Zaccheo vuole vedere, ma non si vuole implicare; vuole partecipare, ma da lontano. Magari si sarà portato anche un cannocchiale: vedrà Gesù da vicino? o lo vedrà a casa, seduto in poltrona, guardando la diretta televisiva, meglio di quelli che si accalcano e non vedranno nulla? Se fosse stata inventata la diretta televisiva, Zaccheo sarebbe stato in poltrona: voglio vederlo, ma non voglio che mi veda. È un po’ la nostra paura. Abbiamo paura che Gesù ci veda, abbiamo paura che qualcuno ci veda, ci noti; abbiamo paura che il Vescovo ci chiami. Allora, escogita questo mezzo, questo strumento: non ha grandi potenzialità tecniche e allora sale su un albero, un sicomoro, in modo tale che il fogliame possa anche nasconderlo e al tempo stesso dargli una visuale dall’alto. Sale, anche perché è basso, come me. Ci sono alcuni, come me, che sono bassi, e allora bisogna mettersi sulle punte dei piedi, bisogna cercare di farsi notare, altrimenti non ci vede nessuno, perché gli altri, quelli alti, ci ostruiscono la visuale (se a teatro capita davanti a me qualcuno di 2 metri, è finita; posso anche ripiegare e tornarmene a casa). Era basso: attenti che nel Vangelo, quando si raccontano queste cose, non è per pettegolezzo, ma perché hanno un significato. Siamo tutti bassi, anche quelli fra voi che sono alti un metro e 90: tutti bassi. Bassi, perché impossibilitati a vedere Dio; bassi, anche se hai studiato filosofia, anche se sei un educatore di AC. Siamo tutti bassi, perché Dio è troppo grande per i nostri occhi, per i nostri cannocchiali, per i nostri telescopi: è oltre, è più grande. Allora l’evangelista ricorre a questo artificio (magari sarà stato vero che Zaccheo era una mezza tacca) per dirci: guarda che tu, da solo, non riesci a vedere Gesù; sali su un albero.

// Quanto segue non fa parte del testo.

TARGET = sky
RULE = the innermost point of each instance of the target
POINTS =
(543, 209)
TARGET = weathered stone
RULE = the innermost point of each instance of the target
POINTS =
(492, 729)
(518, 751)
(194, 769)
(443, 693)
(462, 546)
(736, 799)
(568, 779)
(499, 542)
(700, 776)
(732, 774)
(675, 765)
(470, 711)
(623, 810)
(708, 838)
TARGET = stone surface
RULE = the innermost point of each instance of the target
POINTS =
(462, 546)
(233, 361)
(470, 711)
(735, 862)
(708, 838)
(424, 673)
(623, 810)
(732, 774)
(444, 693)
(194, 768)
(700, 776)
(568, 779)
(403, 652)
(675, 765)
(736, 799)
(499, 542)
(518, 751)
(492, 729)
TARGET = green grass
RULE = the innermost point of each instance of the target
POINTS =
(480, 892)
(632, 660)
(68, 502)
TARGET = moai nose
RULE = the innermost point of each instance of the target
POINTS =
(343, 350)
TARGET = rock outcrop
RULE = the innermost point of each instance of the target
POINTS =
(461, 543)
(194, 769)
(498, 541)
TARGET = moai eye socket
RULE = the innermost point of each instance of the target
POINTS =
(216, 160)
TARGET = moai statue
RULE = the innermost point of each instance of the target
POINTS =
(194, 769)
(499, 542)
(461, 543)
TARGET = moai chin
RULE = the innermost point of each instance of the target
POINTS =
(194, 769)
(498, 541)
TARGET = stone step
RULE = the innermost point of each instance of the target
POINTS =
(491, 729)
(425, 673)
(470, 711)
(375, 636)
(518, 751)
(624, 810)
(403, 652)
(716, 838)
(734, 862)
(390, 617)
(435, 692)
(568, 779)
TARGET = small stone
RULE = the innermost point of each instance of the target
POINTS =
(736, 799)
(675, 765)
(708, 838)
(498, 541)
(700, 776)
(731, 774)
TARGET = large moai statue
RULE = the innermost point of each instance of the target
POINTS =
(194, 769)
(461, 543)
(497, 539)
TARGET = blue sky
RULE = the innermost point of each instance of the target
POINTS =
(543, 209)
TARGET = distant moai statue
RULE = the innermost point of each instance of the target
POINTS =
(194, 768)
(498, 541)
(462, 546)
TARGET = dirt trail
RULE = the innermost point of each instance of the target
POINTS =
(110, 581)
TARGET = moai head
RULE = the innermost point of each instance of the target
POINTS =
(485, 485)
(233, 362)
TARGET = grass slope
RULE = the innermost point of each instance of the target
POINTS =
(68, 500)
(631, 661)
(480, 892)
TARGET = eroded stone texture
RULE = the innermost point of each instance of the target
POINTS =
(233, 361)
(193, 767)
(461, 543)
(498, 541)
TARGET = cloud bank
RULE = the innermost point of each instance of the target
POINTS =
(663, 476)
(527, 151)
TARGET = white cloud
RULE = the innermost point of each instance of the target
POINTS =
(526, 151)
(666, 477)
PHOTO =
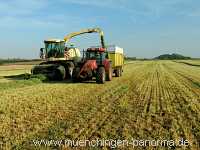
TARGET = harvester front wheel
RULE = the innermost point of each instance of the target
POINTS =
(75, 74)
(101, 75)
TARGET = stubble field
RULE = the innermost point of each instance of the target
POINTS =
(153, 100)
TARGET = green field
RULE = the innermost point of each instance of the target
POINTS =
(153, 100)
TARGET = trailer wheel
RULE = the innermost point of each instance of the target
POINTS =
(75, 74)
(101, 75)
(60, 73)
(109, 74)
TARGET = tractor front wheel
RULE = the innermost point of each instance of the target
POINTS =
(118, 72)
(109, 74)
(101, 75)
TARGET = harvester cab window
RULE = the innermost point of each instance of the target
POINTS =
(55, 49)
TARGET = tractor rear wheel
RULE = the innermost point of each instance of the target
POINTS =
(75, 74)
(109, 74)
(101, 75)
(59, 73)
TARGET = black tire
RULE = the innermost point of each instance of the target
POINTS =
(59, 73)
(101, 75)
(75, 74)
(109, 74)
(117, 72)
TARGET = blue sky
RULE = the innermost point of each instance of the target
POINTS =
(144, 28)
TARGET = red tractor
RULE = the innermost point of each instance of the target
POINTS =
(95, 63)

Venire alla Preghiera-Giovani è salire su un albero. Voi adesso state seduti e invece state su un albero, non per vedere il Vescovo – c’è poco da vedere – ma per vedere Gesù: saliamo su un albero, escogitiamo un appuntamento, ci mettiamo da questa angolazione, da questa finestra, e quando passa, lo vedrò certamente. Conoscete certi appostamenti, perché qui c’è anche il linguaggio dell’amore, dove per vedere una ragazza, un ragazzo, ci mettiamo casualmente in un posto per farci vedere. Cominciano così le storie. “Mi trovo per caso a passare”, e magari sarò stato lì tre ore ad aspettare, camminando avanti e indietro, aspettando che lei scenda. Ai miei tempi, “fatti mandare dalla mamma a prendere il latte”; adesso ci sono ben altre occasioni. Quindi, bassi, ma che devono trovare un modo per alzarsi sulle punte; bassi, impossibilitati, ma che devono poter salire su un albero, devono poter avere la possibilità di partecipare alla Preghiera-Giovani, dove Gesù passa.

Passa Gesù. Penso che ve ne siate accorti che Gesù passa qui, tra i banchi. Non lo vedete: c’è. Gesù passa e a volte passa per noi. Magari stasera Gesù è venuto per uno di voi, una di voi, due di voi, tre, cinque su duecento, perché Lui viene alla Preghiera-Giovani e a tutti gli appuntamenti (alla Messa in parrocchia, all’incontro, al vostro compleanno…) con l’idea di incontrare una persona: oggi voglio incontrare Lucia, oggi voglio provocare Michela… Chissà stasera per chi è venuto Gesù… Non vi offendete se non è venuto per tutti; non è venuto per me, magari, ma è venuto per uno che ha detto: “Vado, ma mi tengo a debita distanza!”. Quel giorno era andato a Gerico forse solo per Zaccheo (non vi sembri esagerato). Gesù personalizza gli incontri, Gesù ha degli appuntamenti. Da quanto tempo? Da tremila anni, da cinque ere geologiche, dall’eternità. Non è bello che Gesù abbia tracciato un appuntamento con me diecimila anni fa? Magari voi non ve lo sareste ricordato. A volte, dimentichiamo anche un appuntamento a distanza di ventiquattr’ore, ma Lui ha una memoria eccellente: Oggi incontro Mariangela!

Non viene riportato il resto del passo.